The ROI Revolution Blog

Google Analytics Subdomain Tracking

January 5, 2011

submarine.jpgIf you do a quick search on “Google Analytics Subdomain Tracking”, you may have noticed that many of the top results are either woefully out of date or rather confusing. The purpose of this post is to provide my recommendations for Google Analytics subdomain tracking as of the current version of the asynchronous Google Analytics Tracking Code.

Currently there’s no specific article on Google Code dedicated to Google Analytics subdomain tracking. The closest is this, which recommends the following:

//Tracking code customizations only
var _gaq = _gaq || [];
_gaq.push([‘_setAccount’, ‘UA-12345-1′]);
_gaq.push([‘_setDomainName’, ‘.example-petstore.com’]);
_gaq.push([‘_setAllowHash’, false]);
_gaq.push([‘_trackPageview’]);

I propose that instead, for the vast majority of sites with subdomains, you should use the following:

//Tracking code customizations only
var _gaq = _gaq || [];
_gaq.push([‘_setAccount’, ‘UA-12345-1′]);
_gaq.push([‘_setDomainName’, ‘example-petstore.com’]);
_gaq.push([‘_addIgnoredRef’, ‘example-petstore.com’]);
_gaq.push([‘_trackPageview’]);

So what’s wrong with the code recommended on Google Code? It turns out there are three issues with the code that cause unnecessary problems:


1. Turn off hashing is bad.

Turning off the hash, either by [‘_setAllowHash’, false] or [‘_setDomainName’, ‘none’], is necessary for cross-domain tracking to work correctly with Google Analytics. It’s an unfortunate necessity, however, because domain hashing is actually quite useful.

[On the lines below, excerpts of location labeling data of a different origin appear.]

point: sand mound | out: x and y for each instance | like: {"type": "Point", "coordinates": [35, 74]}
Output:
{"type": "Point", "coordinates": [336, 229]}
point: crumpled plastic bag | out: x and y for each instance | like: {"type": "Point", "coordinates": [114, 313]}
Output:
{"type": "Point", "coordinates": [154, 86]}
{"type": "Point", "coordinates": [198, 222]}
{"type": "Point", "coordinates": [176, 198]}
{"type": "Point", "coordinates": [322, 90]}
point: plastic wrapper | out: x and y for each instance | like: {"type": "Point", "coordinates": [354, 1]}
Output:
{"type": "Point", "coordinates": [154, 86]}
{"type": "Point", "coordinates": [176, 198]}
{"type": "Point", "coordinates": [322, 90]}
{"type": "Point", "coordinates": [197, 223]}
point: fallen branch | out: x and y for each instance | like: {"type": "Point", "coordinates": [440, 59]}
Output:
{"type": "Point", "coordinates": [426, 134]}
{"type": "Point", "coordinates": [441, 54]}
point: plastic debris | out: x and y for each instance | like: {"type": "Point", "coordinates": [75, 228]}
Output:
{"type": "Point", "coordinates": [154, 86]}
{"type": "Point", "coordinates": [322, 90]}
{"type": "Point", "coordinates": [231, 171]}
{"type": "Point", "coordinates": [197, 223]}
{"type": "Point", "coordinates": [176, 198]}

By default, a script cannot identify the domain of a cookie; this information isn’t available unless it’s part of the cookie name or value itself. Including the hash provides that information so that the Google Analytics Code can read the correct set of cookies in situations where there might be more than one set.

Turning off the hash mean the Google Analytics Tracking Code has no way to tell which set of cookies is the right set. Most of the time there is only one set of cookies, so it’s not that big of a deal.

But if you were previously using Google Analytics without subdomain tracking, then you may end up with two sets of cookies for return visitors: one set created by your old code, and one created by your new code. This happens most often on subdomains, but could also happen on your main domain if you use [‘_setDomainName’, ‘none’] instead of [‘_setAllowHash’, false].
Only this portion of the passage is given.